Please see open marriage post if you're lost. My 8 year old just called to tell me that he's home from school (with Dad) and that Dad is sorry for what he did and wants to keep our marriage. I know my son asked him if we were divorcing because he asked me 100 times. WTF!!!! Why is he making me to be the bad guy? He's the one complaining about no intimacy for 2 years and he does this. He's manipulating me because he has nowhere to go. P.S. We just built a new house in the spring (yeah I know totally wrong).

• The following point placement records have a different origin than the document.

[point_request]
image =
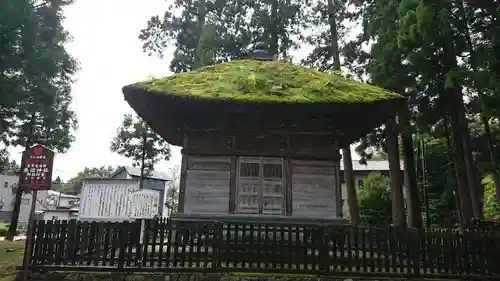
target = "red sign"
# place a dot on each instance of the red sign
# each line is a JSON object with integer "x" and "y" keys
{"x": 36, "y": 168}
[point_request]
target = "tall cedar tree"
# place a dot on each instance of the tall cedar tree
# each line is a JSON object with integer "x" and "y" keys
{"x": 137, "y": 141}
{"x": 35, "y": 79}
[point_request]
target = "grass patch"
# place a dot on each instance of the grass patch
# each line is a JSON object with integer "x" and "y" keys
{"x": 11, "y": 255}
{"x": 266, "y": 81}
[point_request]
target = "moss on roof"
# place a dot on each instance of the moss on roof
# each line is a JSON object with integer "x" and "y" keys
{"x": 266, "y": 81}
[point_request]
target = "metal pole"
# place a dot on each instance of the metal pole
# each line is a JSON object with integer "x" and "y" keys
{"x": 29, "y": 237}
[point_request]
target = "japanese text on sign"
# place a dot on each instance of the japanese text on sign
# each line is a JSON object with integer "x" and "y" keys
{"x": 37, "y": 168}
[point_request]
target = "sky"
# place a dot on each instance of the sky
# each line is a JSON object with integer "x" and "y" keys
{"x": 105, "y": 42}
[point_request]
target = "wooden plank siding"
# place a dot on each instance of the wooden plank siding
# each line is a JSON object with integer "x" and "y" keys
{"x": 306, "y": 179}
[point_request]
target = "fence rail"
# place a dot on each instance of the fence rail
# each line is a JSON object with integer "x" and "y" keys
{"x": 193, "y": 246}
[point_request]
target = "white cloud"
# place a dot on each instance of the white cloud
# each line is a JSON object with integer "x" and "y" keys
{"x": 105, "y": 41}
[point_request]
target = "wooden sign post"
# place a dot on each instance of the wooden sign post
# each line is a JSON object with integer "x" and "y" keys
{"x": 36, "y": 174}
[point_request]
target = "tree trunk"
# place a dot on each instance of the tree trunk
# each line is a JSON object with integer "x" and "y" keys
{"x": 460, "y": 171}
{"x": 273, "y": 46}
{"x": 398, "y": 210}
{"x": 449, "y": 174}
{"x": 200, "y": 55}
{"x": 493, "y": 161}
{"x": 414, "y": 213}
{"x": 352, "y": 200}
{"x": 484, "y": 116}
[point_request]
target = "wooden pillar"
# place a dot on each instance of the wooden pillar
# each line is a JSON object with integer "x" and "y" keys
{"x": 288, "y": 179}
{"x": 338, "y": 187}
{"x": 232, "y": 179}
{"x": 183, "y": 179}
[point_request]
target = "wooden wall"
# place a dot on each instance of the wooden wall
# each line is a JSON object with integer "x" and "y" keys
{"x": 211, "y": 183}
{"x": 300, "y": 146}
{"x": 207, "y": 185}
{"x": 313, "y": 189}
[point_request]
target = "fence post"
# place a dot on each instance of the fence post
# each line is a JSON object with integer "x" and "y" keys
{"x": 324, "y": 249}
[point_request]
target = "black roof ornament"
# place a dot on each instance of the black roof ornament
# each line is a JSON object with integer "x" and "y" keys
{"x": 260, "y": 53}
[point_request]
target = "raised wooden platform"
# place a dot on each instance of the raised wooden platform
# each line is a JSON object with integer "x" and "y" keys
{"x": 265, "y": 247}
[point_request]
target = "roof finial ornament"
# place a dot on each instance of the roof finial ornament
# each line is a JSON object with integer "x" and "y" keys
{"x": 260, "y": 53}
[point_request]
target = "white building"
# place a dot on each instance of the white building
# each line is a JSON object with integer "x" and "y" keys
{"x": 50, "y": 204}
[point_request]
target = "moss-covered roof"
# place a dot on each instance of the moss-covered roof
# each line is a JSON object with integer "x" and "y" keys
{"x": 266, "y": 81}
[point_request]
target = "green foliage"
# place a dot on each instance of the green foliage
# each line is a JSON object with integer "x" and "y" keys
{"x": 374, "y": 199}
{"x": 7, "y": 166}
{"x": 211, "y": 31}
{"x": 491, "y": 204}
{"x": 137, "y": 141}
{"x": 35, "y": 75}
{"x": 262, "y": 81}
{"x": 74, "y": 184}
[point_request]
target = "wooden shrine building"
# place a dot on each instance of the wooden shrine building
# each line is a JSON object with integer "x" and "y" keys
{"x": 260, "y": 138}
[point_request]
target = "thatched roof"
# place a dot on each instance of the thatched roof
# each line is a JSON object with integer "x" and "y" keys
{"x": 263, "y": 95}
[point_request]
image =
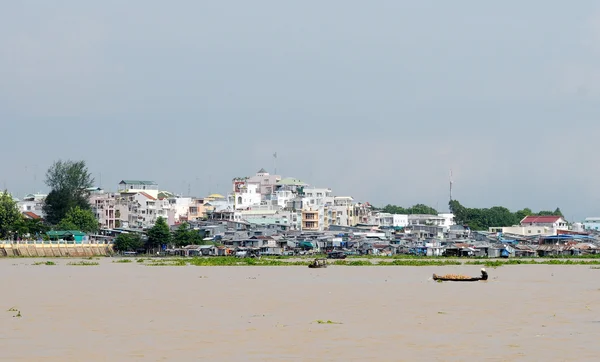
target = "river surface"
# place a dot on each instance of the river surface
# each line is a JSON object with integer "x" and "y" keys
{"x": 133, "y": 312}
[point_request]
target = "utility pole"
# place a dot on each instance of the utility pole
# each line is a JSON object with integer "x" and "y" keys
{"x": 451, "y": 182}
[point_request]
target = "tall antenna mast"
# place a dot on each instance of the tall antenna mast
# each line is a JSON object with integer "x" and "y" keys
{"x": 451, "y": 185}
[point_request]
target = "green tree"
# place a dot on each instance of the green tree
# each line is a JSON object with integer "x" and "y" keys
{"x": 9, "y": 215}
{"x": 415, "y": 209}
{"x": 159, "y": 234}
{"x": 128, "y": 242}
{"x": 30, "y": 227}
{"x": 68, "y": 182}
{"x": 482, "y": 219}
{"x": 79, "y": 219}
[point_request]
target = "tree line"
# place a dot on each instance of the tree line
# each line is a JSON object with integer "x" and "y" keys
{"x": 483, "y": 219}
{"x": 66, "y": 207}
{"x": 475, "y": 218}
{"x": 157, "y": 236}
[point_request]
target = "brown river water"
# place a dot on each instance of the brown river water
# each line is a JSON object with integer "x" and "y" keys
{"x": 132, "y": 312}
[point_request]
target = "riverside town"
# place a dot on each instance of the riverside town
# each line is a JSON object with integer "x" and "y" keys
{"x": 266, "y": 214}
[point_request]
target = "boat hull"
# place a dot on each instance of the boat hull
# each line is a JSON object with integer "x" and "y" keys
{"x": 456, "y": 280}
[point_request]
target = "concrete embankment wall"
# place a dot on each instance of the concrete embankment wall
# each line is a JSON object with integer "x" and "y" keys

I told my son the truth last night, which was I wasn't sure if I saw this working out, but that we needed to talk about things first.

I'm so sick of this s**t.


----------



## PBear (Nov 16, 2010)

YummyPB said:


> Please see open marriage post if you're lost. My 8 year old just called to tell me that he's home from school (with Dad) and that Dad is sorry for what he did and wants to keep our marriage. I know my son asked him if we were divorcing because he asked me 100 times. WTF!!!! Why is he making me to be the bad guy? He's the one complaining about no intimacy for 2 years and he does this. He's manipulating me because he has nowhere to go. P.S. We just built a new house in the spring (yeah I know totally wrong).
> 
> I told my son the truth last night, which was I wasn't sure if I saw this working out, but that we needed to talk about things first.
> 
> I'm so sick of this s**t.


Your husband is an ass. But you knew that already.

C


----------